Witherington, who has been part of the business's executive leadership team given that 2017, is presently CEO of the Asia organization. He had actually formerly worked as Manulife's chief monetary officer for five years.
This news comes as a surprise to us as it was not clear to us that Gori would step down from his current role so soon, RBC Capital analyst Darko Mihelic stated.
Mihelic kept in mind that Gori, 54, had actually just served for seven years on top compared to the common period for CEOs of financial services business of ten years or more.
Witherington, who has more than 25 years of experience in insurance coverage and monetary services worldwide, invested a years with accounting company KPMG previously in his career. He also worked with London-headquartered bank HSBC and Hong Kong-based insurer AIA for numerous years.
As both our chief financial officer and now as CEO of the Asia section he has regularly demonstrated the ability to navigate complexity, deliver on dedications and drive modification, Manulife board Chair Don Lindsay said in a declaration.

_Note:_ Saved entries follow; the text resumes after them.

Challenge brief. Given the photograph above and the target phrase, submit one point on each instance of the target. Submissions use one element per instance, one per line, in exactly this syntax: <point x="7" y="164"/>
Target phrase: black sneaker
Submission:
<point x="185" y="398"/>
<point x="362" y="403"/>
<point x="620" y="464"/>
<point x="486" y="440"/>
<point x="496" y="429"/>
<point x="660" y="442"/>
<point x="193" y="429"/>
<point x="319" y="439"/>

Manulife has actually focused on shedding risk through a variety of transactions that has actually assisted free up capital for more stable, higher-return organizations.
At the same time, the business has actually prioritized Asia, a secret market for Canadian insurance providers, where it anticipates half of its profits to come from by 2027.
We would not expect any remarkable modifications to Manulife's. strategy, Jefferies analyst John Aiken stated.
Under Gori's tenure, Manulife's shares have risen 93% while. peer Sun Life increased 90% and the more comprehensive Toronto Stock. Exchange was up 60%.
Manulife's shares were down 0.6% on Monday morning.